The mum added: “I went into panic and started flapping but Luke reminded me that sometimes babies do hold their breath before they’re about to cry out so we waited a few seconds to see if she would.”
When Leia did not take a breath, Ellie-Jae rang 999 while Luke started to perform CPR.
She said: “Leia was turning blue and I was frantic. We’d done basic life-saving training at the hospital which they offer to all parents before you leave.
“We feel so lucky that we did do that.”
Bringing Leia back round, paramedics arrived to rush the family to hospital.
On the way, Leia stopped breathing again and she was given further CPR in the ambulance.
At the hospital, she was diagnosed with Covid, rhinovirus and chicken pox, a combination that had a devastating impact on her health.
She was given oxygen and remained in hospital for a further two weeks.
Ellie-Jae said: “It was so scary and the last thing you ever imagine when you have a baby.
“Luckily, she’s now doing a lot better and I’m hopeful that the worst is behind us.”
In May, Leia was strong enough to be discharged and has since been “doing well” at home, returning to the hospital weekly for check-ups.
She will continue to need surgeries to stretch her oesophagus as she grows bigger, with her next one currently set for the autumn.
For now, Ellie-Jae said she is enjoying the “normality” of having all her children under one roof.
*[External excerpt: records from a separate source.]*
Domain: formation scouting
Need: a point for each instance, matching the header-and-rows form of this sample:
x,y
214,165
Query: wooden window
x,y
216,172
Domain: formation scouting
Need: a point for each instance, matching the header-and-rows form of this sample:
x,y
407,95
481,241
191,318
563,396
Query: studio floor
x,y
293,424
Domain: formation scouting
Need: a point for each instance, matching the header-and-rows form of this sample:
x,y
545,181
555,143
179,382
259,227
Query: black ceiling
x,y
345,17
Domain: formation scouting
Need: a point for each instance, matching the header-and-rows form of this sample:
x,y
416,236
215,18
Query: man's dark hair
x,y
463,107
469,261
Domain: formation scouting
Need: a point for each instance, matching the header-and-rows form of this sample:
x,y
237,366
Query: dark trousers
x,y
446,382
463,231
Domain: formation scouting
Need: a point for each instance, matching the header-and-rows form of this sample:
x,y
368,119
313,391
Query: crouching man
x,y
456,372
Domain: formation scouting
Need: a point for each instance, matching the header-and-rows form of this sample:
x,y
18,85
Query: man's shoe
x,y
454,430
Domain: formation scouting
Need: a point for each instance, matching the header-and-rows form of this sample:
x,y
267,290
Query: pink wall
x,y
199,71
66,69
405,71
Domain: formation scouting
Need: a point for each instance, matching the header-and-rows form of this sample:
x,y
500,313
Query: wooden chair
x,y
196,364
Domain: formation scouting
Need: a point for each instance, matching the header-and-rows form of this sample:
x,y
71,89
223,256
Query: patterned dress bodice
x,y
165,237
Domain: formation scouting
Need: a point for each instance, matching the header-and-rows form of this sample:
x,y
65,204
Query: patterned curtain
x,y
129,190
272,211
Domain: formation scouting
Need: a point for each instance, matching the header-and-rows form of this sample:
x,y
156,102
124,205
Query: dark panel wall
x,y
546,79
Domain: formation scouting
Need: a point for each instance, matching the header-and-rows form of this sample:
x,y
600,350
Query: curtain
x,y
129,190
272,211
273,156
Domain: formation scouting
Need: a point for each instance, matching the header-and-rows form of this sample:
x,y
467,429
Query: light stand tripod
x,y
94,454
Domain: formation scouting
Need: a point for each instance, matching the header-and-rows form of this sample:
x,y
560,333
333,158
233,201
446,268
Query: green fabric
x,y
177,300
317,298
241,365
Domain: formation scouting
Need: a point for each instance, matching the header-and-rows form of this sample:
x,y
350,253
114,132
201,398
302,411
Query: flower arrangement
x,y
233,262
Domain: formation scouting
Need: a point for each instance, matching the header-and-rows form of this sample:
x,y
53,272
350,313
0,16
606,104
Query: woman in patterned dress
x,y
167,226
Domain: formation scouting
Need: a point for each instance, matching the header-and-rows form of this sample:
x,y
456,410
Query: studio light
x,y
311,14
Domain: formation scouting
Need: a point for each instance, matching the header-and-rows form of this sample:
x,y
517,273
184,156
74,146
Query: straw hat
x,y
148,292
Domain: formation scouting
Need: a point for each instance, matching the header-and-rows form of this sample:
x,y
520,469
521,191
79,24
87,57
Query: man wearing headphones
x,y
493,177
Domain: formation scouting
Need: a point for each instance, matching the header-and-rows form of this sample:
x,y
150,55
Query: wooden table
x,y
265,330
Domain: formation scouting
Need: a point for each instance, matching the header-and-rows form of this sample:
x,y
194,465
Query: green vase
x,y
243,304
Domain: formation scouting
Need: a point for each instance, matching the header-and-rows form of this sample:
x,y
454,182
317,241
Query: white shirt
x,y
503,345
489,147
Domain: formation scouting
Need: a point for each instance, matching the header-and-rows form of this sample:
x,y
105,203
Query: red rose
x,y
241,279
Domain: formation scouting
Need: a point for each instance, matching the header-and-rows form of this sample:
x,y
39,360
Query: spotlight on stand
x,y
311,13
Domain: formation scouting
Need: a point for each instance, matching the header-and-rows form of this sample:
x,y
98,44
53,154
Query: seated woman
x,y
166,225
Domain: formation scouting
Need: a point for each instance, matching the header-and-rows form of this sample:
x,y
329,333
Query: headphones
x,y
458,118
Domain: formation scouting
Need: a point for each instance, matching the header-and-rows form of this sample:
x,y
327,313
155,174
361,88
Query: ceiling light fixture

She said: “It was very difficult, especially having to split our time between the hospital and home to be with our other children. They were definitely affected by the things going on and now I can see how happy they are again with all of us home.
“It’s nice to have some normal family time together. We will always be so thankful to The Sick Children’s Trust for supporting us through one of the most challenging times of our lives.”